Praxis-Beispiel: Abschreibungsbeträge A hat 2017 ein Grundstück für 100.000 EUR gekauft und ein Gebäude für 500.000 EUR darauf gebaut. Im Jahr 2021 veräußert A das Anwesen für 570.000 EUR. Bis zur Veräußerung hat er für das Gebäude 40.000 EUR Abschreibungen geltend gemacht.
Was nun zunächst nach einem Veräußerungsverlust (570.000 EUR - 600.000 EUR = -30.000 EUR) aussieht, wird nach der Hinzurechnung der Abschreibungsbeträge (40.000 EUR) zu einem Veräußerungsgewinn (10.000 EUR).
Wie wirken sich Veräußerungsverluste aus?
Sie müssen zunächst prüfen, ob alle relevanten Veräußerungen einen Gesamtgewinn ergeben haben. Dabei mindern Verluste eines Geschäfts die Gewinne anderer Veräußerungen.
Ergibt sich beispielsweise für das Jahr 2023 ein Gesamtverlust (Gesamtbetrag aller Gewinne abzgl. Verluste aus privaten Veräußerungsgeschäften des Jahres 2023), darf dieser nur Gewinnen aus anderen privaten Veräußerungsgeschäften steuersparend verrechnet werden. Eine Verrechnung mit anderen im Jahr 2023 erzielten Einkünften ist nicht zulässig.
Wird im Jahr des Verlusts aus einem privaten Veräußerungsgeschäft kein Gewinn aus einem privaten Veräußerungsgeschäft erzielt, kann der Verlust mit Gewinnen aus privaten Veräußerungsgeschäften der letzten beiden Jahre verrechnet werden (sog. zweijähriger Verlustrücktrag). Verbleibende Verluste müssen Sie in den Folgejahren mit erzielten Veräußerungsgewinnen gegenrechnen (= unbegrenzter Verlustvortrag). Den Verlust muss das Finanzamt extra feststellen. Diese Feststellung gilt als Grundlagenbescheid und ist damit nach Bestandskraft bindend. Sofern die Verluste fehlerhaft festgestellt wurden, kann nur dieser Bescheid im Wege des Einspruchs angegriffen werden.

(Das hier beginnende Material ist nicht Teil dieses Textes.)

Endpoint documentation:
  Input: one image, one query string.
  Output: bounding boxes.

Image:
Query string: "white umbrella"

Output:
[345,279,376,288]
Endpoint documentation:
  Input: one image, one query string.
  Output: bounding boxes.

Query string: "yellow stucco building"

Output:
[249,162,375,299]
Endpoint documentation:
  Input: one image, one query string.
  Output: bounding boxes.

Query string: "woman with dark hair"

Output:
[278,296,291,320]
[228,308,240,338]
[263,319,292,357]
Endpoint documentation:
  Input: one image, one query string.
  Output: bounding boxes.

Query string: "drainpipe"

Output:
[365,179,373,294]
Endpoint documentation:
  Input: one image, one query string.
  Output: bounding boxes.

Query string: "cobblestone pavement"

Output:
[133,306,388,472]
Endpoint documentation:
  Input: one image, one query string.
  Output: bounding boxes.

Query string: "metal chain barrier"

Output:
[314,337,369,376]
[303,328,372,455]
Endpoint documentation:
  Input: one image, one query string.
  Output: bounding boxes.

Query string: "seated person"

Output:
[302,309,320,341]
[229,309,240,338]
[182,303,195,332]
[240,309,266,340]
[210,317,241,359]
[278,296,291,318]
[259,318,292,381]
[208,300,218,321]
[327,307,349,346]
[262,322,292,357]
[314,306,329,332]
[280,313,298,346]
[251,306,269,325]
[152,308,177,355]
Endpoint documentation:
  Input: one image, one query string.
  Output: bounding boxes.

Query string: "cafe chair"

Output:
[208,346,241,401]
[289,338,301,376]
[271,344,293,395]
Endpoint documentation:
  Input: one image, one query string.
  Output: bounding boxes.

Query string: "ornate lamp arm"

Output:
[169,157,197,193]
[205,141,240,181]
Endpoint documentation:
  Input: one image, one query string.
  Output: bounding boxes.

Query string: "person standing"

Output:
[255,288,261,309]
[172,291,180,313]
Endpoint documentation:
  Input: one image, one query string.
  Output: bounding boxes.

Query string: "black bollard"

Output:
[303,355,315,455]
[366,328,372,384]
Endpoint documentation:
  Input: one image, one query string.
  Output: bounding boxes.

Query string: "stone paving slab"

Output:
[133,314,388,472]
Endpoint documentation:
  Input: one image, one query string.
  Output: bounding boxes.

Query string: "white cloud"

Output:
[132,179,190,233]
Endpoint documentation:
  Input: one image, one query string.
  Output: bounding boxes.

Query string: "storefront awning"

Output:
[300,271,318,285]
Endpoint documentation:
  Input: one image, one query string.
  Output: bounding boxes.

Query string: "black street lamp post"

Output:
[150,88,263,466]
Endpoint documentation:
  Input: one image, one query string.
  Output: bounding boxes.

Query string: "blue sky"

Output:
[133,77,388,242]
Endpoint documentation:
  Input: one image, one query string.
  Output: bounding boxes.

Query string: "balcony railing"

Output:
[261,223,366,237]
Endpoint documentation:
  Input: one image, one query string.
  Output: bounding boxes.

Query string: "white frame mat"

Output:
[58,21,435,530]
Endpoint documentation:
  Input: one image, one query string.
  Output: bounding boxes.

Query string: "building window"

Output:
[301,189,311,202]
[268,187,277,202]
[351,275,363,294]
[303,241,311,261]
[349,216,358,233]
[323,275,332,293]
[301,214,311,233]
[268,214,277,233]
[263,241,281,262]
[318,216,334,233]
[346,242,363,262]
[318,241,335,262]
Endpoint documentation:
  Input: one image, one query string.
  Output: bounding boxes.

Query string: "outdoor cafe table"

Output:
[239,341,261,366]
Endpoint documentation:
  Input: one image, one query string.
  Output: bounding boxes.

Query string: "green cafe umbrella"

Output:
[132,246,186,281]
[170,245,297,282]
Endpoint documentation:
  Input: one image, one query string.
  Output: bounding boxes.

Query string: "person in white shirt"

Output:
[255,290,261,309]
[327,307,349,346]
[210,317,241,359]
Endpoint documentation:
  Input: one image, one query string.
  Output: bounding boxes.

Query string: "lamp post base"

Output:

Wichtig: Versäumen Sie nicht, Verluste aus privaten Veräußerungsgeschäften in der Steuererklärung geltend zu machen.
Hinweis: Veräußerungsverluste, die in den Jahren bis 2009 nach der Altregelung entstanden sind, können auch mit Gewinnen aus späteren Jahren verrechnet werden (s. Kapitaleinkünfte).
Was gilt für andere Wirtschaftsgüter bei Spekulationsgeschäften?
Veräußerungsgewinne oder -verluste aus dem Verkauf anderer Wirtschaftsgüter sind innerhalb 1 Jahres steuerpflichtig. Für Gegenstände, die als Einkunftsquelle genutzt werden und aus denen mindestens in einem Kalenderjahr Einkünfte erzielt wurden, erhöht sich der Spekulationszeitraum auf 10 Jahre.
Die Veräußerungsgewinne und -verluste aus dem Verkauf von Wirtschaftsgütern des alltäglichen Gebrauchs, die nach dem 13.12.2010 erworben wurden, sind nicht mehr steuerpflichtig. Hierzu zählen insbesondere Pkw, Fernseher und andere Gebrauchsgüter.
Tipp: Informationen rund um das Thema sonstige Einkünfte finden Sie auch in unseren Gestaltungshinweisen Anlage SO sowie in der Ausfüllhilfe Anlage SO.
Freigrenze bei privatem Veräußerungsgeschäft beachten
Liegt ein privates Veräußerungsgeschäft vor, bleiben Gewinne bis zu einer Freigrenze von 1.000 Euro steuerfrei. Freigrenze bedeutet: Überschreitet der Gewinn 1.000 Euro, ist der Gewinn in voller Höhe zu versteuern.